Пусть бы Сурков объяснил нам, как нам, «не догоняя самих себя образца 1989 года», перескочить в цивилизацию без нефти, газа и железа. В.Ю. Сурков, должностное лицо очень высокого ранга, делает в Президиуме РАН принципиально важное заявление: «Нам не нужна модернизация. Нужен сдвиг всей цивилизационной парадигмы… Речь действительно идет о принципиально новой экономике, новом обществе».
Это – стратегическая концепция. Она принята государственной властью? Кто ее вырабатывал, кто ее обсуждал? Какую «принципиально новую экономику» будут теперь строить в России? Как и почему? О каком «новом обществе» идет речь? Как оно будет устроено, на каких основаниях? Почему «нам не нужна модернизация»? Какие альтернативные типы развития имеются в виду? Какой «сдвиг всей цивилизационной парадигмы» нам, оказывается, нужен?..
Все это – не просто угроза для России, это состояние важнейшей функции государства несовместимо с длительной жизнью страны.
Если мы завели разговор о важных функциях государства, то нельзя обойти вниманием проблему государственного контроля. В антигосударственной кампании перестройки и реформ была массированная атака на структуры, выполняющие функции такого контроля. Было даже изобретено понятие «административно-командная система», представленная обществу как коллективный враг народа. Под прикрытием этой кампании еще до ликвидации СССР начался демонтаж многих контролирующих структур (например, таможни). В начале 90-х годов Россия, городская промышленно развитая страна, оказалась в необычной ситуации внезапного отказа механизмов, которые в норме гарантировали соответствие множества сторон обыденной реальности определенным нормам и стандартам.
Аптеки стали торговать фальсифицированными лекарствами, причем СМИ гипертрофировали масштабы этого явления, сея панику. Людей пугал сам факт внезапного отказа государства от функции надзора за такой деликатной сферой (при том, что контроль за качеством лекарств, поступавших в аптечную сеть, не был сопряжен с техническими трудностями – в отличие, например, от контроля за качеством мяса от скота, забитого на подворье и продаваемого на шоссе).

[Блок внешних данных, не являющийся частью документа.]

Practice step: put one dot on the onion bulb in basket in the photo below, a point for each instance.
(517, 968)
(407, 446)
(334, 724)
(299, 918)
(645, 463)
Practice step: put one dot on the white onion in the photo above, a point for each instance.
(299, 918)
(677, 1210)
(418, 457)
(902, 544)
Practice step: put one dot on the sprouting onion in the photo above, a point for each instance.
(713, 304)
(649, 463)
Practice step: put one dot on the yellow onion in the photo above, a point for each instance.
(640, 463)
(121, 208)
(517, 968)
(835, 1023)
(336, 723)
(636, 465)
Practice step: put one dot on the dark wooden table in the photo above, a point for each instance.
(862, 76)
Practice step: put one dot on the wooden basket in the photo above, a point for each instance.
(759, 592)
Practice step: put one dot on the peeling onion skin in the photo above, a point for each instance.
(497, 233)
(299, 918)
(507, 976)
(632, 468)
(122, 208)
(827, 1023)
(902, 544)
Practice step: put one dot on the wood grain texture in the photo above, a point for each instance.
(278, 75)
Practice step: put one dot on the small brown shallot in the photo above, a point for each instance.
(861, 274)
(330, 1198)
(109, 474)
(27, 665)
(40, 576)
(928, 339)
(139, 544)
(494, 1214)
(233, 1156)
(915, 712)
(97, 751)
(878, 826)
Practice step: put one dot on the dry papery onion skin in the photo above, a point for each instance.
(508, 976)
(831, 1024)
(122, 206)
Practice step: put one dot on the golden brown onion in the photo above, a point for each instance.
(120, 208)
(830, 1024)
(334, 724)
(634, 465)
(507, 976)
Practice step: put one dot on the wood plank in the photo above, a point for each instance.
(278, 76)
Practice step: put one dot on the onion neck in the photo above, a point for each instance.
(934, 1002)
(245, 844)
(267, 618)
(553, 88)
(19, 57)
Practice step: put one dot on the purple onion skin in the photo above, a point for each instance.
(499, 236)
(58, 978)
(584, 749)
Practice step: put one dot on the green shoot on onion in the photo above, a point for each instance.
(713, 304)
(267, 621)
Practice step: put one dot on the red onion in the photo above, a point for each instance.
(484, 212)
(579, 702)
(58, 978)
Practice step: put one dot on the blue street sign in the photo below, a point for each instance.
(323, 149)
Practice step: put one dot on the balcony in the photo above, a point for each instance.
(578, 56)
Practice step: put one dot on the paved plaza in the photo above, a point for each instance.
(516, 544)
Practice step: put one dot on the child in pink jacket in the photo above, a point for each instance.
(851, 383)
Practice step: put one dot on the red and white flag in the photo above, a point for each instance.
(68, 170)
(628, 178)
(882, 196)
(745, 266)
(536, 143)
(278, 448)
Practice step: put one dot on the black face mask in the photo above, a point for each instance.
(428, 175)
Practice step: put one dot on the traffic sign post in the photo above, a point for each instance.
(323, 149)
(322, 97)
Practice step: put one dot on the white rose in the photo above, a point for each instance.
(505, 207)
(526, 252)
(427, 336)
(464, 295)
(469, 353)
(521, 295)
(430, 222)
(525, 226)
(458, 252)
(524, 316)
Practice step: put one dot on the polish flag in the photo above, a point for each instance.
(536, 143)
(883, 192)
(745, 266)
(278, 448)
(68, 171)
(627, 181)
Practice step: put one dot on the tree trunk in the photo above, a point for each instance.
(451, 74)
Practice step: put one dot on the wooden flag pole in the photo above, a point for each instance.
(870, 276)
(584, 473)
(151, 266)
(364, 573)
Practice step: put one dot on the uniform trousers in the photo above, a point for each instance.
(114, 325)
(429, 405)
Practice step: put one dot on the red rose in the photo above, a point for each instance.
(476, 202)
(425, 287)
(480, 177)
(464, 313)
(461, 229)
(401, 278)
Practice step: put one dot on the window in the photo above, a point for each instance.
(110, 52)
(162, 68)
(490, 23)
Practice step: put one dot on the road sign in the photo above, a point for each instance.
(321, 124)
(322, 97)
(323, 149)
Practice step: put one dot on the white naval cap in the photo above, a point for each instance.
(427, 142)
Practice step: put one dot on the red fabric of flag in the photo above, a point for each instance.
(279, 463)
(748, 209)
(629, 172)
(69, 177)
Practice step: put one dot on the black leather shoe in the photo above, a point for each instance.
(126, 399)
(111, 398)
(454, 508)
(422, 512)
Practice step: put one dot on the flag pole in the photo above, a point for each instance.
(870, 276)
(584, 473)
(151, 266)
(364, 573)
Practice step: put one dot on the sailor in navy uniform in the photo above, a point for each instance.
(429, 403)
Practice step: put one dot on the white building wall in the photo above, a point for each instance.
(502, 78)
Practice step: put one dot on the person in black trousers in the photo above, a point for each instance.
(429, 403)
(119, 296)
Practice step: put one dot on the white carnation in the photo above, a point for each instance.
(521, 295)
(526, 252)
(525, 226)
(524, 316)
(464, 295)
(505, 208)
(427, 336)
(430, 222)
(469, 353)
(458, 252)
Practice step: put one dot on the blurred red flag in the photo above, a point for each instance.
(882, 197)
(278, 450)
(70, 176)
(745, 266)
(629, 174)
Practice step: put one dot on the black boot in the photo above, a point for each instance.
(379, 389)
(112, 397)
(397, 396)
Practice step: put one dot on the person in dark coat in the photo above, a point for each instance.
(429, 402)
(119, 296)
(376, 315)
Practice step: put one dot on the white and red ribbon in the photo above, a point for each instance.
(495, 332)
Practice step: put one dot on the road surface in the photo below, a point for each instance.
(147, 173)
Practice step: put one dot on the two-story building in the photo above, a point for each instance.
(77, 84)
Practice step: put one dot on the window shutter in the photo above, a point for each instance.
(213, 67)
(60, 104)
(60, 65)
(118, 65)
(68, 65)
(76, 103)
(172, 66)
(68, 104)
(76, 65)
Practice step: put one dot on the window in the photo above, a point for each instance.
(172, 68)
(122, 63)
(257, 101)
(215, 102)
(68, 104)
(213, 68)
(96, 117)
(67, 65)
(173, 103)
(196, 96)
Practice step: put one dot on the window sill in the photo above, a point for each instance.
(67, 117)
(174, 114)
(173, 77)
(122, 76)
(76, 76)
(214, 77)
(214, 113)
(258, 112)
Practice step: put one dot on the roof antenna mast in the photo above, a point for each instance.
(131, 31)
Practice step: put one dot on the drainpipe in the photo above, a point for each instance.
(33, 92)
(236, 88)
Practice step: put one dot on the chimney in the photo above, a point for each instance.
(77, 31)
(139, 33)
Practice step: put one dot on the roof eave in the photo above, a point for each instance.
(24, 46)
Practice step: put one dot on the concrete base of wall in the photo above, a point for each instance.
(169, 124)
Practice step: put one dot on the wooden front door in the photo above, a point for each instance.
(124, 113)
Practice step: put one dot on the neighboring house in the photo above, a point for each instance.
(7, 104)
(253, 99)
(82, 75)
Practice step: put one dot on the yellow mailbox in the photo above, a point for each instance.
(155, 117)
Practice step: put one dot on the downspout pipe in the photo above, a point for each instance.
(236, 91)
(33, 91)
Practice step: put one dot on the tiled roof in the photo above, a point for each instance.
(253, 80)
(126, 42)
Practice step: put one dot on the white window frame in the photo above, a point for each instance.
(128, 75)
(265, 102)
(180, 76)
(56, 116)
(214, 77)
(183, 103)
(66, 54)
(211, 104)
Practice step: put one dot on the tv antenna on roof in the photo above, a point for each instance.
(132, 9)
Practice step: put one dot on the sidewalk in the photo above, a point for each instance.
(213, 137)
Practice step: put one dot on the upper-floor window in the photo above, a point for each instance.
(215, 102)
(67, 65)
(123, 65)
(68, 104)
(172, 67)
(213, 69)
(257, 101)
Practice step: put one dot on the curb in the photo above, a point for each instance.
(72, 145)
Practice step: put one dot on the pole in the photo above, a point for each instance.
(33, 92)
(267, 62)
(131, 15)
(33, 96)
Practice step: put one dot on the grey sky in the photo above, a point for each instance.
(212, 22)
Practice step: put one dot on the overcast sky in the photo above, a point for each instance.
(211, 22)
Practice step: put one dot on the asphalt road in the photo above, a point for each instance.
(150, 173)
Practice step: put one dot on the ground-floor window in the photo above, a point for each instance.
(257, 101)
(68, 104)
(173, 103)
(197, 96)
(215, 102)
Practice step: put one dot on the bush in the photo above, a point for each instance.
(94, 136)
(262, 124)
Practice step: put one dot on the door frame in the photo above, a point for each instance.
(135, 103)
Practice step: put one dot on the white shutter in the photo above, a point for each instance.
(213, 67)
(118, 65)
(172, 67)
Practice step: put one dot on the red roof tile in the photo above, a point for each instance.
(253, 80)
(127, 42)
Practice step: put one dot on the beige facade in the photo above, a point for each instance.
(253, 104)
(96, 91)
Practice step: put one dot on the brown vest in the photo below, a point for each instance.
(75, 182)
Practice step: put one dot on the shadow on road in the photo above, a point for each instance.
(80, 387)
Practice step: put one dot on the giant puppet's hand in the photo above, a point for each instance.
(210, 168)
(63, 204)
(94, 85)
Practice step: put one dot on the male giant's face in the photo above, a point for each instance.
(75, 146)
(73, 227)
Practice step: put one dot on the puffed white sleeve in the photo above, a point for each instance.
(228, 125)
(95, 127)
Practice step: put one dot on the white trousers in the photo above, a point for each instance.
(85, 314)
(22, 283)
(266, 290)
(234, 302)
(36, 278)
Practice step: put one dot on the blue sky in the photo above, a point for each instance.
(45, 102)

От отравления фальсифицированной водкой в 1994 г. умерло 55 тыс. человек. Это шокировало: где же контролирующие органы? Кто в государстве анализирует эту информацию и принимает решение? Человек, купивший в магазине продукт, который во все времена был под жестким контролем качества, и получивший смертельное отравление, – это факт, который обрушивает легитимность государства.